I loved this video: Melvar and Lien building a physical scale model of their web site.
And I think there’s a very important lesson in this. For too long, too many of us have assumed that people who excel in virtual worlds are useless in physical worlds. Get a life before you get a Second Life, that sort of thing.You know what I mean. But we’re wrong, very wrong.
I remember reading a Pew Report which indicated that the super-communicators in the emergent generations actually spent more time face to face with their friends than the rest of the population.
We have to keep remembering this. When Generation M, the mobile multitasking multimedia millenials, spend time online, they’re not sacrificing face time with their friends and family.
They’re sacrificing TV time. And advertisement time. And everything else that goes with it. Particularly when you compare them to earlier post-TV generations.
So they’re going to do what we never managed to do enough of. They’re going to choose what they do in their leisure time. Choose whose recommendations they trust. Choose whom they spend time with. Choose who they share their intentions with. Choose.
[It should come as no surprise that I found out about this site and project via Scott Beale, who knows a thing or two about virtual and physical worlds. Thank you Scott.
8 thoughts on “when virtual and physical worlds meet”
Generation M is on the right track. I agree. We overglorify the pre-tech past sometimes.
It takes a different conceptual leap to go there. To many in their late 50s and 60s, it takes time to appreciate these tools, and how they can be employed. However, once we do so, and relate it to familiar, then it all becomes exciting.
This is just the point that Clay Shirky makes when he talks about how society over generations has absorbed the cognitive surplus (his term, and a great one) available when people no longer have to spend 24/7 meeting basic needs. In the industrial revolution, it was gin, in the suburban age, TV sitcoms. We’re in the first era where cognitive surplus can effectively be given over to production rather than consumption: it’s as big a change as any that’s hit society. Transcript is at http://www.herecomeseverybody.org/2008/04/looking-for-the-mouse.html , video at http://blip.tv/file/855937
That’s great :)
I was just starting to feel like there’s something missing in all this social tech, without the social and you’ve hit the nail right on the head… It is indeed being social in realtime, and co-ordinating activities through the social web that make it such enabling tech.
Well, methinks moi’s “Krispy Krisha” sums it all up.
“When Generation M, the mobile multitasking multimedia millenials, spend time online, they’re not sacrificing face time with their friends and family.”
Correct but they’re often sacrificing other things instead. I mean the ability to block out surrounding distractions to focus on a virtual conversation shows great focus, yet at the same time you have a disconnect of physical presence awareness to achieve this (i.e. walking out onto the street and getting hit by a bus). In addition, the ability to have a virtual private conversation with anyone anywhere is great, yet in truth you’re publicly broadcasting your conversation to everyone around you which often shows a lack of etiquette (values) on your part.

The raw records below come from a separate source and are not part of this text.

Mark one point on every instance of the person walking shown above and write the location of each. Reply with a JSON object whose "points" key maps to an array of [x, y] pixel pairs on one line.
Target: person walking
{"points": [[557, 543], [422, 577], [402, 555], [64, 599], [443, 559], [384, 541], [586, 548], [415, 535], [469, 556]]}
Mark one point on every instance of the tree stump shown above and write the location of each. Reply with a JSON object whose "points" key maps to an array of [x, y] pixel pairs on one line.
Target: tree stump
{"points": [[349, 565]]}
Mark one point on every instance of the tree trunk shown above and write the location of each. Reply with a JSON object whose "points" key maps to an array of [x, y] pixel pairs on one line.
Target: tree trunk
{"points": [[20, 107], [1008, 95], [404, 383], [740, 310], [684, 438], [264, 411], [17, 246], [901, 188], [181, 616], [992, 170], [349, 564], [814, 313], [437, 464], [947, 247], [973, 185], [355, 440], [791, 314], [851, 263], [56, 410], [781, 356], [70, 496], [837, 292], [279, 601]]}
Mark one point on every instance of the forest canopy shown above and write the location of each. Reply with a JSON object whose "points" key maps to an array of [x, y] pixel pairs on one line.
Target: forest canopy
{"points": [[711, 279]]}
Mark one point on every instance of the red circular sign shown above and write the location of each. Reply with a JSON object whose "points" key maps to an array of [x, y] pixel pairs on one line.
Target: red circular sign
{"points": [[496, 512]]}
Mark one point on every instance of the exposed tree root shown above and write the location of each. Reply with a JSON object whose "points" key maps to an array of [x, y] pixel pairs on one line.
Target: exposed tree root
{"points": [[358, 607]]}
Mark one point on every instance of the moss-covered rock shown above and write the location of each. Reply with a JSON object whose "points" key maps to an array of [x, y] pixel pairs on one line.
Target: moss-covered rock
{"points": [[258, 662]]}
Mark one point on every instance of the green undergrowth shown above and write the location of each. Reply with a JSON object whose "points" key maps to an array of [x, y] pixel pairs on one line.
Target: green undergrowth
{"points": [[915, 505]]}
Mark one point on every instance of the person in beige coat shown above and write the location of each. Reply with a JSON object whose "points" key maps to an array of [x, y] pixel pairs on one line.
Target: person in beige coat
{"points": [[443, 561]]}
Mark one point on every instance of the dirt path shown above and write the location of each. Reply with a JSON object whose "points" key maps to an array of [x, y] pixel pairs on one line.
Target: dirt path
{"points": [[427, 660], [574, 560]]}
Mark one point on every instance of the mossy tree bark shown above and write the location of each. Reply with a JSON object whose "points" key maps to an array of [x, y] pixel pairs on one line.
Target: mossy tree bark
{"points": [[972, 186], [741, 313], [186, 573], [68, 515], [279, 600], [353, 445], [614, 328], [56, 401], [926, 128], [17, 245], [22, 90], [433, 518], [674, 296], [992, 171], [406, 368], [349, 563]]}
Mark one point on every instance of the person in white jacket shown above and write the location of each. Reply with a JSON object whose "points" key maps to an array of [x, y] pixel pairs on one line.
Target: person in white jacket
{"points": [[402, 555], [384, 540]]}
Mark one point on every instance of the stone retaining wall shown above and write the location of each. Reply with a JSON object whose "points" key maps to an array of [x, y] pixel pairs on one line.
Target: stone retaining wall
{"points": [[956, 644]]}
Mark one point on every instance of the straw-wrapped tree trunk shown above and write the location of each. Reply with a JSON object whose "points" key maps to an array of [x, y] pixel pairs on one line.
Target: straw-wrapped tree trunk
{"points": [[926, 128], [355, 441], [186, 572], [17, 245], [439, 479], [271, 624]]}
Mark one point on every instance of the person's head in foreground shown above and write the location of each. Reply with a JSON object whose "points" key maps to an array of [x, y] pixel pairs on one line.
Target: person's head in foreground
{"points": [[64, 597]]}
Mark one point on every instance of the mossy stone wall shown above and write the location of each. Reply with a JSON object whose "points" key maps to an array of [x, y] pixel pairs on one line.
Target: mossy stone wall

Anyways my point here is that depending upon what you do, these traits or abilities you’re learning could be beneficial or hazardous to your job. Thus some organizational cultures may demand them, while others will avoid them. From my personal perspective, the benefits of mobile virtual face time don’t outweigh the traits being learned which I view as negative ones.
If however individuals place physical limitations on their virtual interactions (i.e. step to a small private area to talk to someone), then you’ll often have amazing and balanced results. I mean for those who are aware of virtual community building, this is a common approach often used in creating real, vibrant and meaningful communities online. In effect, the more you place physical limitations and restrictions on the virtual environment, the more real the community becomes. The Well is a perfect example of this.